The answers to these questions will depend on your chosen location and your own circumstances, so the best people to help will be our buy-to-let experts at your local Hunters branch.
Whether you are looking to buy on your doorstep or further afield, our expert staff will be able to help, as they have access to properties and expertise across the country, via our network of more than 200 branches nationwide and have years of buy-to-let and property management experience.
It’s important to throw emotion out of the window when searching for a property to let. Choosing a property is not about your personal tastes but about what tenants are looking for and which property type, location and let gives you the return you are hoping for.
Once you have established your investment objectives: income, capital growth or a bit of both, it is essential to understand what type of tenant and let you want, then look for the property most likely to appeal.
This is where the local knowledge and expertise of our buy-to-let staff at Hunters can be invaluable, as we have direct access to tenants in your area and know exactly what types of property they are looking for.
Things to consider
- If the property is over 25 years old, maintenance costs may be higher, as electrics, the roof and heating systems are all likely to need attention.

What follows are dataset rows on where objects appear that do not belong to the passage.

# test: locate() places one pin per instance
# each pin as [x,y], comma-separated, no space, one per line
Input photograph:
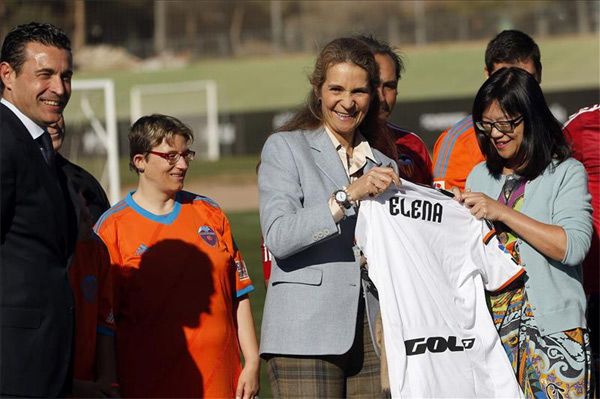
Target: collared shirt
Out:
[353,164]
[33,128]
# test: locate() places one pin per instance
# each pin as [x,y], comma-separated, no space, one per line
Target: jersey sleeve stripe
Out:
[118,207]
[244,291]
[489,236]
[511,280]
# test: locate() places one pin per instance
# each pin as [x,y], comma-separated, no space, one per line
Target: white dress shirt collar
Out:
[33,128]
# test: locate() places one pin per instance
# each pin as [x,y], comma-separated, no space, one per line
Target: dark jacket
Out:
[37,237]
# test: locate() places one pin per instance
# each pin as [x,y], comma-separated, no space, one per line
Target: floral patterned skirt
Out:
[551,366]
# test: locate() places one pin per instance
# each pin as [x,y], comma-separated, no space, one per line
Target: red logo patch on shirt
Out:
[208,235]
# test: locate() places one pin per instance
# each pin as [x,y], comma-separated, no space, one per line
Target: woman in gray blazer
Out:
[314,171]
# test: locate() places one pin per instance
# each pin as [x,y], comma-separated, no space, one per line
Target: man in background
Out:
[414,162]
[456,150]
[94,370]
[38,219]
[583,132]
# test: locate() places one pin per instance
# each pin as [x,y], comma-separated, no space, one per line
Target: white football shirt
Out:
[431,261]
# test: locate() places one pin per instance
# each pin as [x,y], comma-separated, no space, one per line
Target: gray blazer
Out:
[312,299]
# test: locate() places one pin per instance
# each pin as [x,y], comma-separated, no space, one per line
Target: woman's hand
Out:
[372,183]
[248,382]
[483,207]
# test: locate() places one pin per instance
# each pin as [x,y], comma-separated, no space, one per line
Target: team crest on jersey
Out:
[89,288]
[241,269]
[208,235]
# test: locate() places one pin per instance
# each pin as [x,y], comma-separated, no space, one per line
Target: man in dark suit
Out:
[38,223]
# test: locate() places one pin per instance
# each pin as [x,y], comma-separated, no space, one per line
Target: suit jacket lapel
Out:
[326,158]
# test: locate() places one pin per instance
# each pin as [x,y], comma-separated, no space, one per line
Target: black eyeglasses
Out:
[501,126]
[173,157]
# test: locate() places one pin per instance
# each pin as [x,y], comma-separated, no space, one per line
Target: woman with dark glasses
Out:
[536,196]
[181,287]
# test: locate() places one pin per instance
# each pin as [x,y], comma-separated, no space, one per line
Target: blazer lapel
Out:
[326,158]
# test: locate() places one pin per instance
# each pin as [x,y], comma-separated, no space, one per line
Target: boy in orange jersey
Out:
[93,359]
[180,283]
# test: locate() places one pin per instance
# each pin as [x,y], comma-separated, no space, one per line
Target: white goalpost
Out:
[93,109]
[195,103]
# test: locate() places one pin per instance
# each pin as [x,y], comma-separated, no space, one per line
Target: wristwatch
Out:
[342,198]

- With a flat or leasehold property, your income could be reduced through above-average increases in service charges or large, one-off major works costs you hadn’t budgeted for.

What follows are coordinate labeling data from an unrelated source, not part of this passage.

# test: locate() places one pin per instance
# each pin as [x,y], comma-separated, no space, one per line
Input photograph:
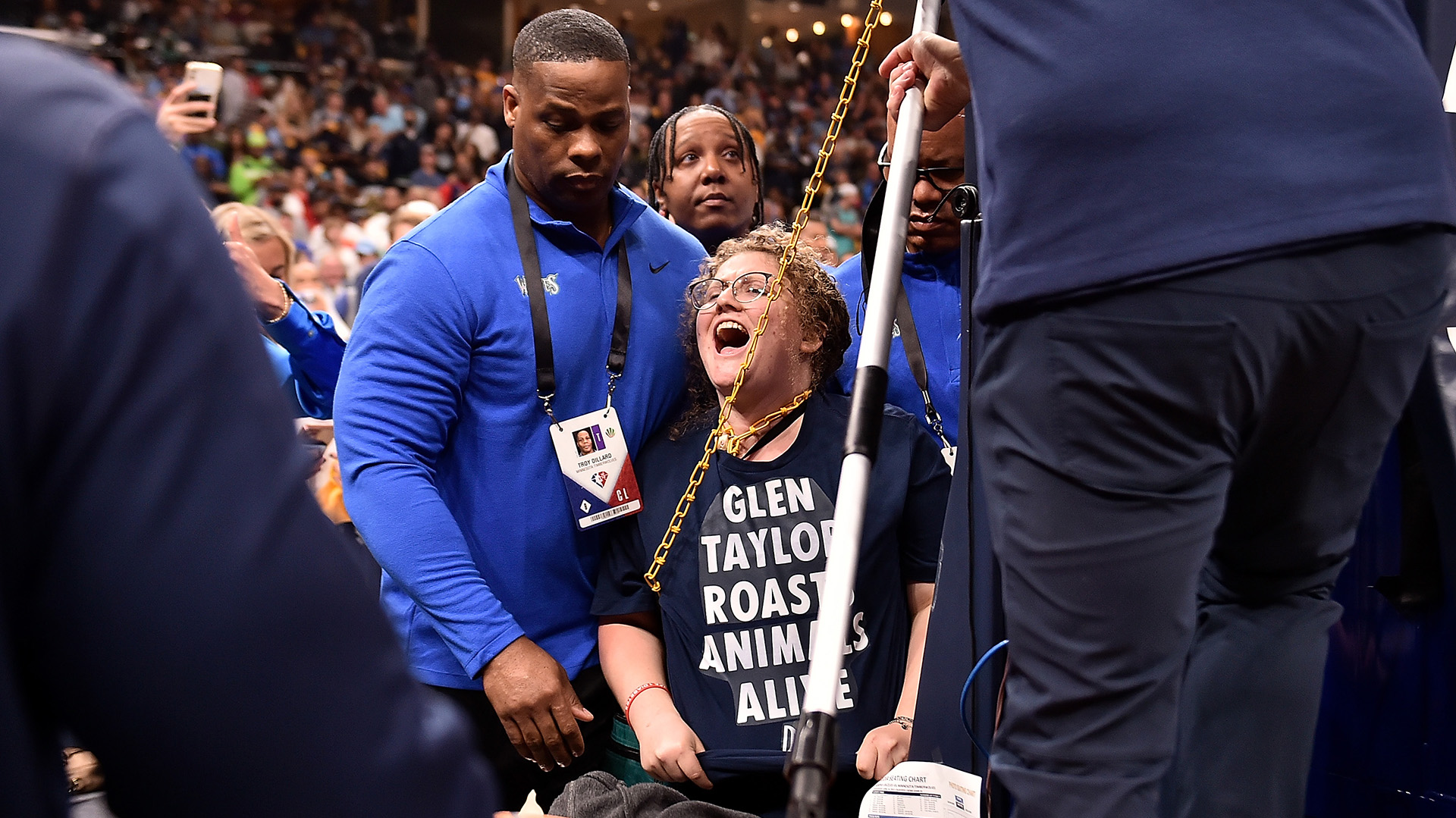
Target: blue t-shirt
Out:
[1131,140]
[932,283]
[742,584]
[444,452]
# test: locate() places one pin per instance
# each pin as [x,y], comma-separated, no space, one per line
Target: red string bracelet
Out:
[626,712]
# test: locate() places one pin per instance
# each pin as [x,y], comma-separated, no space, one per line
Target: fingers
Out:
[517,740]
[865,759]
[897,55]
[692,769]
[563,734]
[535,745]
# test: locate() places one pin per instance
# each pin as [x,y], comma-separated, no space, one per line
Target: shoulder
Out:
[661,454]
[848,277]
[53,107]
[661,236]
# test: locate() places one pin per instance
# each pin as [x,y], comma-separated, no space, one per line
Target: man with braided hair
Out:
[704,175]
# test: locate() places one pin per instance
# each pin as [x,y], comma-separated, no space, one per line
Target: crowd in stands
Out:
[332,126]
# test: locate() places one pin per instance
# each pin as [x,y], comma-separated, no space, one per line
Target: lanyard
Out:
[909,338]
[536,291]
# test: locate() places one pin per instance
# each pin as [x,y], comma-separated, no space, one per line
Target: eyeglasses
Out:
[747,289]
[940,178]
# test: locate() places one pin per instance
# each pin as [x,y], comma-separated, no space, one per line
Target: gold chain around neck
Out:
[846,93]
[733,443]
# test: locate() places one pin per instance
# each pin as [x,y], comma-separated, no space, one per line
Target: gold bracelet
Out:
[287,303]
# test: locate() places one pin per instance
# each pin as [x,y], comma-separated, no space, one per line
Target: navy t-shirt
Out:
[742,585]
[1128,140]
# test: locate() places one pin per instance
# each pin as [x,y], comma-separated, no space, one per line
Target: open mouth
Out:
[730,335]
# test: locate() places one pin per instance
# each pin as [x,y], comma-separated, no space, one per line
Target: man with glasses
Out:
[932,286]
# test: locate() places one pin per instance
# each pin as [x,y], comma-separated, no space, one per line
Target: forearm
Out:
[919,597]
[632,655]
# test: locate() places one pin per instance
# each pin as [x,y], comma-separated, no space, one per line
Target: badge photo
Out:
[592,452]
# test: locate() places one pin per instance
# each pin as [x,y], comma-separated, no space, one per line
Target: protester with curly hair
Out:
[711,672]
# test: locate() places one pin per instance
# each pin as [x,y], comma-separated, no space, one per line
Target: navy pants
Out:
[1174,478]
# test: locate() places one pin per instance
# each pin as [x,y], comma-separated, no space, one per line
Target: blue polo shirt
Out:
[447,463]
[1131,140]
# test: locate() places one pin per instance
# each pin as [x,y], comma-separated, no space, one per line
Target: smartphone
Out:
[209,77]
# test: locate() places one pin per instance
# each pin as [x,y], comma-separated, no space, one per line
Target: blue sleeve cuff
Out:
[294,329]
[476,666]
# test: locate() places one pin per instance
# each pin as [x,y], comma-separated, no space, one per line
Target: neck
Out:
[752,406]
[595,221]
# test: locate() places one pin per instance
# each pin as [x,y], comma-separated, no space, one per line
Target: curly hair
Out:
[820,309]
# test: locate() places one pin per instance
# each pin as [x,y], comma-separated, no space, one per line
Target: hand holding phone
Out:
[181,115]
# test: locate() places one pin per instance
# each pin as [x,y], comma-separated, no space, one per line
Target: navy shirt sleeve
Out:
[620,584]
[927,494]
[172,594]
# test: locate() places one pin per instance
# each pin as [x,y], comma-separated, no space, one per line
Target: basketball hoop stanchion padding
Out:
[811,763]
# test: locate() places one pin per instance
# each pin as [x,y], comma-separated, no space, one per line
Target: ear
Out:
[510,105]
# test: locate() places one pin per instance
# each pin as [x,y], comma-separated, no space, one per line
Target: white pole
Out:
[854,482]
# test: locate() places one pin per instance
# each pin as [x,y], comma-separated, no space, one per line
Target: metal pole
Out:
[811,763]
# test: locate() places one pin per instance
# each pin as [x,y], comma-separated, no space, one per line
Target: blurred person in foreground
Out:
[446,447]
[302,341]
[171,585]
[764,522]
[1201,328]
[704,175]
[930,287]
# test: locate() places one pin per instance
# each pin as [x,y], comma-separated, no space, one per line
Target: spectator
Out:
[253,168]
[427,175]
[845,226]
[303,345]
[704,174]
[930,280]
[197,636]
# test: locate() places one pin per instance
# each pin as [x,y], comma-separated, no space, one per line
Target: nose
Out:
[925,196]
[585,150]
[712,171]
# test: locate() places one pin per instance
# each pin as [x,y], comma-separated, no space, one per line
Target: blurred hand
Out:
[883,748]
[935,61]
[536,704]
[268,297]
[667,745]
[82,770]
[178,117]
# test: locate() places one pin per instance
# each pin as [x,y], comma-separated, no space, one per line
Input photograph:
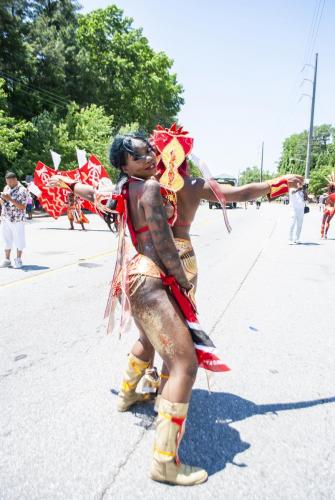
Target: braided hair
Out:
[120,148]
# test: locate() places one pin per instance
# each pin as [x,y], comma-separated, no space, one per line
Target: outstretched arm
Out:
[83,190]
[161,234]
[248,191]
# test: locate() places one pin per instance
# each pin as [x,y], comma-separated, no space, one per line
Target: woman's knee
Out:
[188,368]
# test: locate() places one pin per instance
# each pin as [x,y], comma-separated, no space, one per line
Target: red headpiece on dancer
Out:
[173,145]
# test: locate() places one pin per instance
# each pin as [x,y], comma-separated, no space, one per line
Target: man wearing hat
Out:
[14,200]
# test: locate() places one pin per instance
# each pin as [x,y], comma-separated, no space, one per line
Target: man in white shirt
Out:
[13,200]
[297,199]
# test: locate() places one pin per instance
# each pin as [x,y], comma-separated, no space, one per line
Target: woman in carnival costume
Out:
[172,147]
[329,209]
[158,286]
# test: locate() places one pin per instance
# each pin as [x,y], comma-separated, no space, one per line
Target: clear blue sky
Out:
[240,63]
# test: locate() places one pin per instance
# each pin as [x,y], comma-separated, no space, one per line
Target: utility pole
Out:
[311,123]
[261,179]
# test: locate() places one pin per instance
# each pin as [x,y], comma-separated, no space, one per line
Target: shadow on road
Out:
[34,268]
[209,441]
[309,244]
[88,230]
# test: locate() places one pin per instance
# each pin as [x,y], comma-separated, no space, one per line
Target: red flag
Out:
[54,200]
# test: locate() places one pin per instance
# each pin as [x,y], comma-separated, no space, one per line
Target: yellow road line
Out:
[29,279]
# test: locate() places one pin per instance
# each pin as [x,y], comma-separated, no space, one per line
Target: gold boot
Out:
[166,467]
[128,396]
[163,376]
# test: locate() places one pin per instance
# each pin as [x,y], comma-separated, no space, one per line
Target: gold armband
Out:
[278,187]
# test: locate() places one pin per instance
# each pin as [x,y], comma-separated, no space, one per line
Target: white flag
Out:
[34,189]
[81,156]
[56,158]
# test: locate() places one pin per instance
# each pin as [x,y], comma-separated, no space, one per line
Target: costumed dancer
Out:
[172,147]
[154,284]
[75,213]
[329,203]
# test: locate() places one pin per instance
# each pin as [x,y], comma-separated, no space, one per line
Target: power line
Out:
[58,101]
[315,31]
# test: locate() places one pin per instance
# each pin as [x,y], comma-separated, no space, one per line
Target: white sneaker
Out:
[5,263]
[17,263]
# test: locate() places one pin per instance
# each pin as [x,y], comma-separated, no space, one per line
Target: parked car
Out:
[229,181]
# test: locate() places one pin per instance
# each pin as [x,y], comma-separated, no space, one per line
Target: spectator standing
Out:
[297,199]
[14,200]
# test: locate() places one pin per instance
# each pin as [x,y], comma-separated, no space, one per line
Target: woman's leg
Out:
[159,317]
[161,320]
[329,218]
[139,360]
[192,275]
[324,218]
[292,226]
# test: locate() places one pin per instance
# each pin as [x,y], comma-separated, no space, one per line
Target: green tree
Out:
[293,156]
[318,182]
[12,133]
[86,128]
[122,72]
[253,174]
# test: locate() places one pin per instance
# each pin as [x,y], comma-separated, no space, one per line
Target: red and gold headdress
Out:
[173,145]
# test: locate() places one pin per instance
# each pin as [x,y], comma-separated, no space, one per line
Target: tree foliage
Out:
[293,156]
[74,80]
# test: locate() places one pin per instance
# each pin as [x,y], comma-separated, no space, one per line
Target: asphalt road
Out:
[265,431]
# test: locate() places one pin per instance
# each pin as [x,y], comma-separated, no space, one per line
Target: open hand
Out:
[294,180]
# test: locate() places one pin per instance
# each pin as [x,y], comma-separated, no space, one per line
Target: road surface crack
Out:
[124,463]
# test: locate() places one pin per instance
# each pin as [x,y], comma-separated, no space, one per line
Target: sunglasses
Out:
[149,151]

- A new build may mean lower maintenance costs, but you may pay more for the initial purchase.
- Unattractive properties may rent well, but be difficult to sell in the future.
- It may prove difficult to rent a property which is noisy to live in, for example near a busy footpath, over a shop, by a railway line or near a school or factory. These properties can also prove difficult to finance and sell.
- Apart from in inner city areas, most tenants require parking.
There is no such thing as a ‘typical’ tenant – they come from all walks of life and represent a diverse group of people. Renting is no longer seen as a temporary stop-gap – due to cultural shifts and, in some areas, affordability issues, many people rent through choice on a long-term basis.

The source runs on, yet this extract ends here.